Cette œuvre est d’autant plus fabuleuse qu’elle est réalisée à partir de débris multiples, d’objets de récupération trouvés dans les décharges. Au-delà de son esprit ludique, ce manège est une merveille de technique faite d’emboîtements de pièces hétéroclites, de rouages bruyants entraînés par des pneus de mobylette… Chaque détail est important et indispensable. Ainsi, Petit Pierre passe-t-il près de quarante ans à créer et enrichir son manège, qui devient une machine poétique d'une singulière beauté. On peut même dire que cette œuvre est unique au monde, car si d’autres gens comme lui, handicapés, ou solitaires, souvent très marginaux, ont créé des lieux parfois plus importants (comme le Palais idéal du Facteur Cheval), aucun n’a conçu des animations comme la sienne !

la vache électrique
la vache électrique

Cependant, au fil des années, tout ne va pas bien pour Petit Pierre et son manège. Après plusieurs congestions, il est de plus en plus affaibli, et ne peut plus guère l’entretenir. Chaque fois qu’il s’absente pour cause de maladie, les garnements du village et même des "visiteurs" entrés sans permission, pillent tout ce qu’ils peuvent.

 

C’est alors que des gens de la région commencent à se dire qu’il faudrait peut-être protéger ce manège. Des projets sont lancés. Certains qui pourraient être réalisés, comme d’entourer le manège et en faire un petit musée. D’autres, grandioses et peu réalistes, comme de construire une énorme verrière par-dessus l’ensemble ! Mais il faut croire que les volontés ne sont pas assez fortes, parce que personne ne parvient à collecter des fonds suffisants pour ces réalisations.

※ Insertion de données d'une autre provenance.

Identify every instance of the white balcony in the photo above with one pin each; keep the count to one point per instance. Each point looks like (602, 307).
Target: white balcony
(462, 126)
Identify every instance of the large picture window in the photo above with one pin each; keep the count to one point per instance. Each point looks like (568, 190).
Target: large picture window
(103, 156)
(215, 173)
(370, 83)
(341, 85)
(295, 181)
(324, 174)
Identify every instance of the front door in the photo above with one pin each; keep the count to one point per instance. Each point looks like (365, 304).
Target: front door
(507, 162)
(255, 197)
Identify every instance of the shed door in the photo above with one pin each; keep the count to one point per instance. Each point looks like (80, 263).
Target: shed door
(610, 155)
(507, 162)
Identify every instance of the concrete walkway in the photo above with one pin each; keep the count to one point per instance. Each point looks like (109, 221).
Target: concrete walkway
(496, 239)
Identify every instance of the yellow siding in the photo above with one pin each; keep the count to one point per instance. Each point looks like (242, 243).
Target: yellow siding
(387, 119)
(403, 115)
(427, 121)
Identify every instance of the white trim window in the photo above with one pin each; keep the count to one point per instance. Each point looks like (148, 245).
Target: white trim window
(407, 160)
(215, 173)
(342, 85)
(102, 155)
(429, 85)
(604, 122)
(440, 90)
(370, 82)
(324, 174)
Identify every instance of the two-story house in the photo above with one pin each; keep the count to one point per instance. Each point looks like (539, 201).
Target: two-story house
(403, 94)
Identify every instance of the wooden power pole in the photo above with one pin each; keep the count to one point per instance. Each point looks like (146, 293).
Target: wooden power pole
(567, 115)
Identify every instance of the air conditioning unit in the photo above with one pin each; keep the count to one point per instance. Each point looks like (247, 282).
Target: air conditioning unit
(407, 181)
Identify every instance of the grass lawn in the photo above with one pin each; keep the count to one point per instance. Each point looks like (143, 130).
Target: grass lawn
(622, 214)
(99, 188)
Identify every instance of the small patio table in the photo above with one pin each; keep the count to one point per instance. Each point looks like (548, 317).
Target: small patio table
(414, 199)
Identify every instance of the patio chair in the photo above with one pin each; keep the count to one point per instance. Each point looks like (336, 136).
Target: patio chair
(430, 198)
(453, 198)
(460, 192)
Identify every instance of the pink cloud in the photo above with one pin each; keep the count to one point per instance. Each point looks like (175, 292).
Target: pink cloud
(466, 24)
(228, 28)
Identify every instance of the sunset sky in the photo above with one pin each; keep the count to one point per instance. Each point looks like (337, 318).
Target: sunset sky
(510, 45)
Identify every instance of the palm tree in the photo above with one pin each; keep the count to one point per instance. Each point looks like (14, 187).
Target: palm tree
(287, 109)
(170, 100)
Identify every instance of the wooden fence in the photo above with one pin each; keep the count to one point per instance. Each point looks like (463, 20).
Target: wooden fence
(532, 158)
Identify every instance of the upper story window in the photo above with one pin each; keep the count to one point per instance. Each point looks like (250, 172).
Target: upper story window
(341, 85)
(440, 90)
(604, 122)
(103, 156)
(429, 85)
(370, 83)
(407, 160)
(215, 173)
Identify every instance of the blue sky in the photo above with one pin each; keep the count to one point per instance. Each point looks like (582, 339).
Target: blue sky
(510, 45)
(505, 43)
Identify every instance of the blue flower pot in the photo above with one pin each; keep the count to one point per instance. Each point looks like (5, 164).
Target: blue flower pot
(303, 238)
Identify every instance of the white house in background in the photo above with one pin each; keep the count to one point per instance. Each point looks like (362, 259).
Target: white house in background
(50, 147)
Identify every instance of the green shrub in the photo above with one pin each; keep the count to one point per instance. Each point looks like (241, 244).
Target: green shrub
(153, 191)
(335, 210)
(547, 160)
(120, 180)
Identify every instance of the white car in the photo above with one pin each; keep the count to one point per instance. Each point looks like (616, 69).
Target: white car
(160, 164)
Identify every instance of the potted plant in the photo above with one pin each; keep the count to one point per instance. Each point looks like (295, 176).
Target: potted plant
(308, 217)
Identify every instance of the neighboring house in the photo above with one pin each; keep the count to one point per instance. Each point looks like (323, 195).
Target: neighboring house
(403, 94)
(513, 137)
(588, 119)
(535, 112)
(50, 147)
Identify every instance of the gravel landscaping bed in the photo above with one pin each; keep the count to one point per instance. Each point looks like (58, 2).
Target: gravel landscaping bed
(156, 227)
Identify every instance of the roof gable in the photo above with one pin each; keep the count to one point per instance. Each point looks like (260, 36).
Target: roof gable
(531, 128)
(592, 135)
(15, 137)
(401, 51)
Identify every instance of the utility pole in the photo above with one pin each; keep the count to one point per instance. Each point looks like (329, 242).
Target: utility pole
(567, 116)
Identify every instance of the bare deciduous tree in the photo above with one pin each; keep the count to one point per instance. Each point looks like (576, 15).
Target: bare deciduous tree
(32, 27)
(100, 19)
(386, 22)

Heureusement, Laurent Danchin, un journaliste qui s’intéresse depuis très longtemps aux créations de gens marginaux comme Petit Pierre, se rend compte qu’il faut absolument intervenir. Il parle de ce manège à Alain et Caroline Bourbonnais.

Ce couple a créé à Dicy, dans l’Yonne, un musée qu’ils ont appelé la Fabuloserie. Aussitôt, ils proposent d’accueillir le manège dans leur parc.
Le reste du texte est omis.